References: There is NO official textbook, the instructor will try to develop a self-contained course; however possible references include (but are not limited to):
D.A Marcus, Number Fields, Springer 1977.
J.S. Milne, Algebraic Number Theory, Lecture Notes downloadable from the web.
J. Neukirch, Algebraic Number Theory , Springer-Verlag, 1999.
S. Lang, Algebraic Number Theory, Springer-Verlag, 1994.
Outline of the course: This is a semester long,
first-year graduate course in algebraic number theory. Topics expected to be covered include: number fields, class groups and units, Dirichlet's units theorem, cyclotomic fields, local fields, valuations, decomposition and inertia groups, ramification.
Prerequisites: Abstract algebra: including groups,
rings and ideals, fields and Galois theory, as in 110.401-402 (or equivalent).
Special Notice: This course is listed as a
graduate-level course and will be taught as such even in the presence
of undergraduate students or graduate students in other subjects (i.e.
without a full undergraduate math major). This means that the instructor will
expect a level of scholarly and mathematical maturity appropriate to a
first-year graduate student in mathematics. Material will
go somewhat quickly at times and students will be expected to
pick up some of it on their own. For these reasons the instructor warmly suggest
ALL STUDENTS ENROLLED to take notes in class.

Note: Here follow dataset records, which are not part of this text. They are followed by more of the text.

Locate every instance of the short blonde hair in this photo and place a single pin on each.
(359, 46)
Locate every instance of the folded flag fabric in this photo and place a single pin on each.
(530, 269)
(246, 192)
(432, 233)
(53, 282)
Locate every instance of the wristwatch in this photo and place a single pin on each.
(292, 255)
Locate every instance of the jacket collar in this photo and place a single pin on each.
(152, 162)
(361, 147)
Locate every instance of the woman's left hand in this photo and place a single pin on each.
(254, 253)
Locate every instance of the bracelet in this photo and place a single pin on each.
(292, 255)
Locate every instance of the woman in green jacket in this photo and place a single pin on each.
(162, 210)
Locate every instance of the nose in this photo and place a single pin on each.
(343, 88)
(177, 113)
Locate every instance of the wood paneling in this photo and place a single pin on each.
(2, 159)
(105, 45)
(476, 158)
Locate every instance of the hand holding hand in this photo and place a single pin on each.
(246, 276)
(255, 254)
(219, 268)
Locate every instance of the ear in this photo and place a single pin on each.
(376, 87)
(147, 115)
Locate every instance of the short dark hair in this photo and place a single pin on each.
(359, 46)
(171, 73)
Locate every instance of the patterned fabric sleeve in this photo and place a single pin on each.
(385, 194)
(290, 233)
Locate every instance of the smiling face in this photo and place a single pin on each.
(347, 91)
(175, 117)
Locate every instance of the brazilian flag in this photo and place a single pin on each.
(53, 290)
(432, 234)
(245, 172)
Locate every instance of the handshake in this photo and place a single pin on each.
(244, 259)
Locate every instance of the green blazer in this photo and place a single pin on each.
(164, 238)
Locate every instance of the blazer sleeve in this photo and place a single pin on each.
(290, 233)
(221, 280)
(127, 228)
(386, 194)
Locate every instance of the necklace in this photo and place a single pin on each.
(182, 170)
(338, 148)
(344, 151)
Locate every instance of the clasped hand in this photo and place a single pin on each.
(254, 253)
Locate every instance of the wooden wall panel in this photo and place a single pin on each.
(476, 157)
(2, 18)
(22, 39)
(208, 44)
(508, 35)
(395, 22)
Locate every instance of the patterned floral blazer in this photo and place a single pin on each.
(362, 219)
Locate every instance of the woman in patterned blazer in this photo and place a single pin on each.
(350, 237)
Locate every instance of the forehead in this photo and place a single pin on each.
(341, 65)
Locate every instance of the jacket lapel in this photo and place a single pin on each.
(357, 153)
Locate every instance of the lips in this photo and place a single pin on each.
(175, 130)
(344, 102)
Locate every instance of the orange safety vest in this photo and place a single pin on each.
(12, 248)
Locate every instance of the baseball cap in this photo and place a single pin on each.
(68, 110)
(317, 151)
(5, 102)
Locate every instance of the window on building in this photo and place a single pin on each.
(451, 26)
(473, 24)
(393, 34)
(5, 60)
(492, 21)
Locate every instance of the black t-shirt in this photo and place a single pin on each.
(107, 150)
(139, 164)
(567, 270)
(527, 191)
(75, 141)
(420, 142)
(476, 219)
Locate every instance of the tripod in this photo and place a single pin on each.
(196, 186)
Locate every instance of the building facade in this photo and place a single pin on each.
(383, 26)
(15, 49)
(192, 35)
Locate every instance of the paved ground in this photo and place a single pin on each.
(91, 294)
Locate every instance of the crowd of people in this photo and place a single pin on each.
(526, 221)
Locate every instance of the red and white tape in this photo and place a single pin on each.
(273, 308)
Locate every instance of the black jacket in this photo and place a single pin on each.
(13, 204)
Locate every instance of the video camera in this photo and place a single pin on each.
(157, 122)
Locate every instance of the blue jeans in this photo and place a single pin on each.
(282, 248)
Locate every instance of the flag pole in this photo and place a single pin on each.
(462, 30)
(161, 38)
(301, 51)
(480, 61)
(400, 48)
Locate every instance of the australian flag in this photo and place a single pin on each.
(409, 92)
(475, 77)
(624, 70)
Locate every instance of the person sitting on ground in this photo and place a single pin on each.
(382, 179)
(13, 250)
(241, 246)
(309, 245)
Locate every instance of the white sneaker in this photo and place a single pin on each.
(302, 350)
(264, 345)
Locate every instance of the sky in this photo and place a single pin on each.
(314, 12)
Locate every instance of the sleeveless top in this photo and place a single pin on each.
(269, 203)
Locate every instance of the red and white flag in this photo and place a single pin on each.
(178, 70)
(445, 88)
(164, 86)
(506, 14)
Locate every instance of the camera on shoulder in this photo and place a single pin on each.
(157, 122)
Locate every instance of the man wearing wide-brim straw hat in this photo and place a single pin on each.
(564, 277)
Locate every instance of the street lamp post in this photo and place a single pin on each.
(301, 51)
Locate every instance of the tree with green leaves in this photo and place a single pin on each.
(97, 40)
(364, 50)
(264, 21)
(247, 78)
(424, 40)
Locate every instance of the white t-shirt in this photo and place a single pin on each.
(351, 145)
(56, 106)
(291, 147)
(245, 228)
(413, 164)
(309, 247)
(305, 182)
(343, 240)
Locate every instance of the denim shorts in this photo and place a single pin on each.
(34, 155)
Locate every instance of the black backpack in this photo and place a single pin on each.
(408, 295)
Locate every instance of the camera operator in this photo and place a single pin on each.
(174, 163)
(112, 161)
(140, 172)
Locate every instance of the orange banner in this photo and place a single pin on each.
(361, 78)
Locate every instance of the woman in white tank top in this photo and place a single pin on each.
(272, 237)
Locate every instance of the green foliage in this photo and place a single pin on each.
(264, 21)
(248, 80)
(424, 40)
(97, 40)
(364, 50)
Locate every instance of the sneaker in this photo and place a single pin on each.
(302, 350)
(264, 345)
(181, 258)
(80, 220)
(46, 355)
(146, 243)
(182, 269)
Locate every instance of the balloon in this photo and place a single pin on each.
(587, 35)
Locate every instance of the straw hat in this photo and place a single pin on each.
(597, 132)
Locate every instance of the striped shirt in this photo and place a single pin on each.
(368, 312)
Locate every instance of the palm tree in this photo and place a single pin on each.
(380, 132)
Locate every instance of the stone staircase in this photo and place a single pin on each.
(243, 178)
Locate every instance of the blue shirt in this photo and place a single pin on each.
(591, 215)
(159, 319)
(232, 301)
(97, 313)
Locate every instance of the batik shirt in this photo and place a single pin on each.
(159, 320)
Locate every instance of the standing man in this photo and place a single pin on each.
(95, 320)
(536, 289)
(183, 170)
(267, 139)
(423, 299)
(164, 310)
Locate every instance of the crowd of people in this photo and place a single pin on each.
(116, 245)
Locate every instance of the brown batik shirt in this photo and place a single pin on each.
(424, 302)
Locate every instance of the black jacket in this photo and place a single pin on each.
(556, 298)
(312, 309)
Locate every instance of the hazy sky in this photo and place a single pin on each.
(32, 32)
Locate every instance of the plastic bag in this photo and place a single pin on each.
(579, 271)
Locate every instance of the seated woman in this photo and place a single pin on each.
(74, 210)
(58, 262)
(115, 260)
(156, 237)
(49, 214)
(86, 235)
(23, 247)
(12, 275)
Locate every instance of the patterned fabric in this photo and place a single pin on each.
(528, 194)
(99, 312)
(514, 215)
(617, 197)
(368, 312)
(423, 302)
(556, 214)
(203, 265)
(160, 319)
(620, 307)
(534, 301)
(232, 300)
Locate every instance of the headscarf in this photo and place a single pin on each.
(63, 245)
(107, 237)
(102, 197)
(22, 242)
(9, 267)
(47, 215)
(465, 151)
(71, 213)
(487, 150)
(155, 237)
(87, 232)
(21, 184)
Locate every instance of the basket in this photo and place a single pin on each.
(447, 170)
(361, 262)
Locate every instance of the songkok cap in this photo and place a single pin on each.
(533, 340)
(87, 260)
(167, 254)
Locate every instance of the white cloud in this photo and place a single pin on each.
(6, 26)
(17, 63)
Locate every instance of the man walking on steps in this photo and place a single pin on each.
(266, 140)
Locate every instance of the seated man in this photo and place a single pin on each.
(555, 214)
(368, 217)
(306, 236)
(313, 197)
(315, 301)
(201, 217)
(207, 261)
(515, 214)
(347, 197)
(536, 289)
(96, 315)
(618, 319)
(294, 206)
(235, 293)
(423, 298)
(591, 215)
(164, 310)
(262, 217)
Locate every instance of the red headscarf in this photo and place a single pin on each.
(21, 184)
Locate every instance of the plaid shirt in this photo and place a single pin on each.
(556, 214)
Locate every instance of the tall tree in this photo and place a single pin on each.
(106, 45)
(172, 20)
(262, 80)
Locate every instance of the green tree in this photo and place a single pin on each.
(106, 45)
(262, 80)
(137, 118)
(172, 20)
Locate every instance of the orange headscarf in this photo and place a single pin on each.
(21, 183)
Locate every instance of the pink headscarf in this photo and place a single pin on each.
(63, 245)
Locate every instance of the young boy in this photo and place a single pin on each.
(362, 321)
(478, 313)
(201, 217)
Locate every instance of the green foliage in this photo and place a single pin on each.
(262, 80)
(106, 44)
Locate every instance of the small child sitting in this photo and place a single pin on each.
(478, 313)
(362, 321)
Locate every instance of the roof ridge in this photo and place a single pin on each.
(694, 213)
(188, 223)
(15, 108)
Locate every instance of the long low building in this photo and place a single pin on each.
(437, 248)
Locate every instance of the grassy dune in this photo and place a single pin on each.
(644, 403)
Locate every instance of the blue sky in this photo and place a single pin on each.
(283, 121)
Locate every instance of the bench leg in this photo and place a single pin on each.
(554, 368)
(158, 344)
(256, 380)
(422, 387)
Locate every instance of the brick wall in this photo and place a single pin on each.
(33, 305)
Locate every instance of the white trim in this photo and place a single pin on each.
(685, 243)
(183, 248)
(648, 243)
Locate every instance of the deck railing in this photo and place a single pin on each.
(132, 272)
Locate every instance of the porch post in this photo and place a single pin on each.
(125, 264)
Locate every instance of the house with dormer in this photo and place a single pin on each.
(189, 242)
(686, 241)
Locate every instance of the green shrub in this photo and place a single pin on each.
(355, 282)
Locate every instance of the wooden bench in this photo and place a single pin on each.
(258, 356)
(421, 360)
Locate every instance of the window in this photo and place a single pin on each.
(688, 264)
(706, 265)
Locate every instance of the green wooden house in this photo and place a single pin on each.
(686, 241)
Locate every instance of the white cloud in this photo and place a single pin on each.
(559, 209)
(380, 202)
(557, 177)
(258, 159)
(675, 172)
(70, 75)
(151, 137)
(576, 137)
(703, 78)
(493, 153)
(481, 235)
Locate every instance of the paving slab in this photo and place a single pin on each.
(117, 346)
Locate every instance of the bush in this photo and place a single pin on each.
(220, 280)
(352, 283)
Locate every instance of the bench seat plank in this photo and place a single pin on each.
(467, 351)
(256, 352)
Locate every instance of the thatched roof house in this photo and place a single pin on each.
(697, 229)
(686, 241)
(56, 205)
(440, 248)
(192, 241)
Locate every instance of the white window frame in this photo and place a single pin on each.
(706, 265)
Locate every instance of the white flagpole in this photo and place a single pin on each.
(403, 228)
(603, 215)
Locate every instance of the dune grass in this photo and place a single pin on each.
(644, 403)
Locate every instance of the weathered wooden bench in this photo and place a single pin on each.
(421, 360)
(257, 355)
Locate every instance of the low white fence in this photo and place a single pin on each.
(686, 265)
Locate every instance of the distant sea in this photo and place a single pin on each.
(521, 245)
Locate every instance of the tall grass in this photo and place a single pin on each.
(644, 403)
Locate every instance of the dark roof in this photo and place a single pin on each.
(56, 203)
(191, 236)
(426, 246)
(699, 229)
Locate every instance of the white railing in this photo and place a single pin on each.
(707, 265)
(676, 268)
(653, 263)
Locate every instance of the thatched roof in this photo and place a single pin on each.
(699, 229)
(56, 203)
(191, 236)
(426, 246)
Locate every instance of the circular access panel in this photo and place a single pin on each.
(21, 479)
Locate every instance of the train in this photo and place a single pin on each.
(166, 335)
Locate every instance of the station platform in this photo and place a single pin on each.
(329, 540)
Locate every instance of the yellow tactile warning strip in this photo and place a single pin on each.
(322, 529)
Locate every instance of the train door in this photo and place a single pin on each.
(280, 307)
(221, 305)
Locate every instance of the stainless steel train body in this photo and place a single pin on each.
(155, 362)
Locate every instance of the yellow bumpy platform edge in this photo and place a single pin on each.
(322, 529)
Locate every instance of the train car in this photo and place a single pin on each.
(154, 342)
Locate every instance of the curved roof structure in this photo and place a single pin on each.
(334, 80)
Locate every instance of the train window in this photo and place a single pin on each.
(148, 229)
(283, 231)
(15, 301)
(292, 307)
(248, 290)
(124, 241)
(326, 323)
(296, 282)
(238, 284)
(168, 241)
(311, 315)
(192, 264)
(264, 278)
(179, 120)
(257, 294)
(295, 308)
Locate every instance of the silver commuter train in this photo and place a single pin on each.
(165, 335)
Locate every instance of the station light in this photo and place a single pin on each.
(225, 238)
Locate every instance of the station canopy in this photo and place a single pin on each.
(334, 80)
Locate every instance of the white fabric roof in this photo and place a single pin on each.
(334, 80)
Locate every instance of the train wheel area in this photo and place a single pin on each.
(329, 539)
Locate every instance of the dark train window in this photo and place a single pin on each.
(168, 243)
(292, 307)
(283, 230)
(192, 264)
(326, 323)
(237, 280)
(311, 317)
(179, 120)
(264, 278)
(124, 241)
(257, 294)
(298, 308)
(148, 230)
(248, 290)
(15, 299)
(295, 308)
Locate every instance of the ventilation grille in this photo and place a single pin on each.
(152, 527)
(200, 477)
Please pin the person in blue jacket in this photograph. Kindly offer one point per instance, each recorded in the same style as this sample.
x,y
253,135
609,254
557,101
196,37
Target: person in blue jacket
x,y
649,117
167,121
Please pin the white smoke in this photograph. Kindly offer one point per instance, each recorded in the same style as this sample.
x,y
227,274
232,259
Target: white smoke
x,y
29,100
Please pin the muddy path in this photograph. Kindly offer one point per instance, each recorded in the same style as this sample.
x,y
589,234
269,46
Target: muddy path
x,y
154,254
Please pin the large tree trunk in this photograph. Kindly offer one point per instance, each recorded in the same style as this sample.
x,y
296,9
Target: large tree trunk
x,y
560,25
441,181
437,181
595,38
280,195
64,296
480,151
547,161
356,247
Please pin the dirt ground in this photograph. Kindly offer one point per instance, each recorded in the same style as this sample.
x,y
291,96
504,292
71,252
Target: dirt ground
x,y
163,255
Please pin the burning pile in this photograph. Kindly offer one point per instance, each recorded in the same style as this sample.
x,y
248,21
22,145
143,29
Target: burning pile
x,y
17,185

Grading: Homework will be assigned periodically
during lectures. The exercises will be collected by the instructor who
will assign an overall grade. The final grade will
be determined from two components: 1) homework performance and 2) class presence and participation.
Important Note: Classes will be cancelled during the weeks of September 9-13 and October 14-18, as the instructor expects to be away.